According to Google, the app had more than a 100,000 downloads on Android alone as of 11am on Thursday morning. As that number starts to rise, the government will need to tackle the next set of problems: the lack of testing, and the risk of app-based “false positives”.
Owing to the “decentralised” nature of the app, users can only mark themselves as infectious if they have a positive test result, in order to prevent malicious attacks leading to thousands wrongly told to isolate. That means the app simply cannot perform to its best capacity without the government fixing the bottleneck of its testing capacity.
And once users do mark themselves as infectious, a proportion of those who receive a notification will actually have been outside the risk zone. In August, results from the early trials of the app suggested these false positives could be as high as 45% of the notifications sent by the app.
But experts say that may not be a huge problem. Unlike the manual test-and-trace program, an app notification does not require a person to enter isolation – complying with the warning is merely voluntary – and according to Oxford University’s Prof Christophe Fraser, who is advising the government on the programme, those notifications may still be useful even if they’re technically false.

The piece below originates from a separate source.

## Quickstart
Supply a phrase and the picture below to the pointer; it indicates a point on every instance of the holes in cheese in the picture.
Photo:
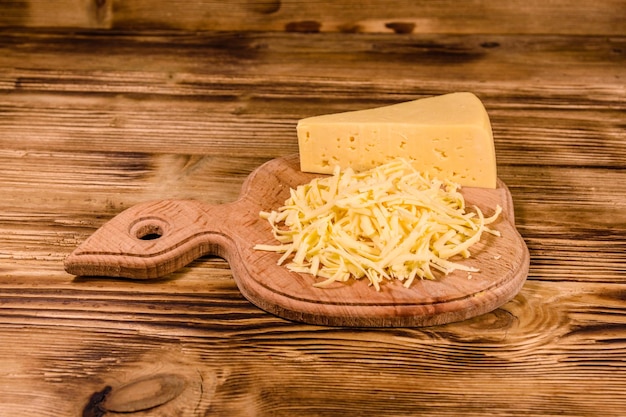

“Yes, we want this intervention to have an impact, but for you as a user … if you receive an exposure notification, you therefore have the opportunity to protect your friends and loved ones,” Fraser said. “It’s a good time to be extra cautious. Perhaps you are infectious, in which case you can protect your friends and family; but perhaps you aren’t, in which case you still know that the infection is circulating in your local area, and you need to take extra precautions.
“Contact tracing is useful whether you’re infectious or not.”